Wednesday, August 31, 2016

A new day...

I have been considering writing this blog for some time now.  I keep putting it off but tonight I was only slightly inspired.  It's a real pain to take an existing blogger and try to rename it.  But here we go.  I don't know if this one will stick but I wanted to share some of my life in the hopes that it might improve yours.

This week was another tough one for me.  I finally got the big house sold last week...or maybe the week before now...and you would think I could be on cruise control for awhile.  But NO..that is not my life.  This week yet another big blow up.  After being told for 6 weeks that my chiropractor would continue and take over the business as of September 1...when I leave town he decides to leave the business as he doesn't believe that he can make it.  It's better I find out now than later I know.  But yet it's another ended cycle in my prior life.  And yet another loss.  It gets old trying to make things go right for everyone and having people just walk away without even trying.  It is so frustrating and disheartening.  It really does make one more selfish because the more one gives - the more people poop all over you. 

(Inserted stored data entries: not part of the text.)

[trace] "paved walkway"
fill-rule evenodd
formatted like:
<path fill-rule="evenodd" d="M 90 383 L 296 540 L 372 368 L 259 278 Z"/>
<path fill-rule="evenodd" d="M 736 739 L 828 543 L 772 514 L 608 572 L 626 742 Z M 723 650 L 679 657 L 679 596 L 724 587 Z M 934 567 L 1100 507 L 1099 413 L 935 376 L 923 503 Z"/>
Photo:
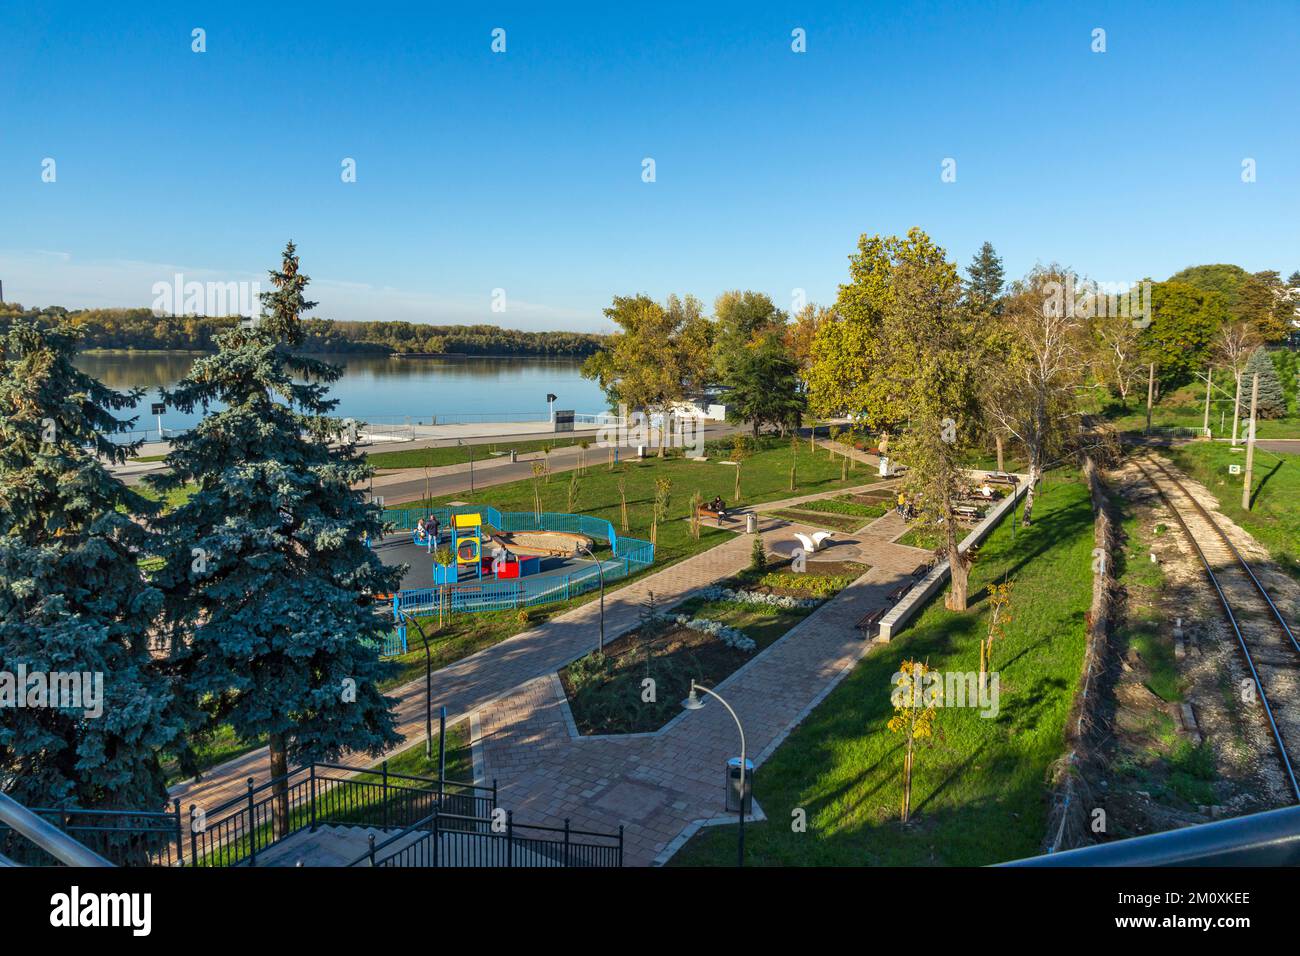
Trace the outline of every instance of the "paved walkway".
<path fill-rule="evenodd" d="M 843 493 L 844 490 L 836 489 L 821 495 L 772 502 L 770 506 L 781 507 L 795 501 L 808 500 L 809 497 Z M 788 531 L 765 532 L 769 543 L 788 540 L 789 537 Z M 730 577 L 746 567 L 751 546 L 748 536 L 738 534 L 708 551 L 611 591 L 605 596 L 606 638 L 613 640 L 637 625 L 641 603 L 651 591 L 660 607 L 671 607 L 698 589 Z M 449 664 L 434 672 L 434 704 L 446 706 L 448 721 L 455 722 L 520 685 L 538 676 L 553 673 L 587 654 L 595 648 L 599 627 L 600 605 L 597 601 L 591 601 Z M 397 726 L 406 735 L 407 744 L 423 739 L 424 679 L 403 684 L 389 691 L 389 694 L 397 699 Z M 364 755 L 345 756 L 343 760 L 348 763 L 371 762 Z M 261 747 L 210 769 L 197 783 L 177 784 L 171 788 L 171 795 L 179 797 L 184 807 L 193 803 L 211 808 L 246 793 L 249 777 L 260 784 L 269 779 L 269 776 L 266 748 Z"/>
<path fill-rule="evenodd" d="M 853 625 L 927 557 L 891 544 L 896 515 L 846 536 L 828 560 L 857 558 L 871 570 L 717 690 L 745 727 L 756 766 L 874 645 Z M 769 544 L 789 531 L 766 532 Z M 774 540 L 775 539 L 775 540 Z M 663 862 L 705 821 L 724 816 L 722 769 L 739 751 L 735 724 L 715 701 L 683 711 L 654 734 L 578 737 L 558 677 L 539 676 L 472 719 L 476 766 L 500 781 L 501 805 L 520 819 L 598 831 L 623 825 L 624 862 Z M 760 808 L 761 809 L 761 808 Z"/>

Maybe that's enough of a rant.  Maybe not.  Lesson learned - get a contract in place for something before you do any work on that project.  I spent the last few weeks remodeling to suit him and then he walks out on it.  WHAT????

Really enough! At least I had a good Breakfast at Cafe du Monde in New Orleans this morning!


Learn from this.  People don't do what they say.  Maybe a contractual agreement first would help them get their head out of the sand and make a decision.  I now have two staff unemployed because I didn't have time to make a new plan fast enough because I was mislead into thinking we were on an agreed upon plan.  Why when I leave town does this happen?  I must really be scary to tell the truth to - that's all I can say.  

Tomorrow is a new day...I will let you know how it goes.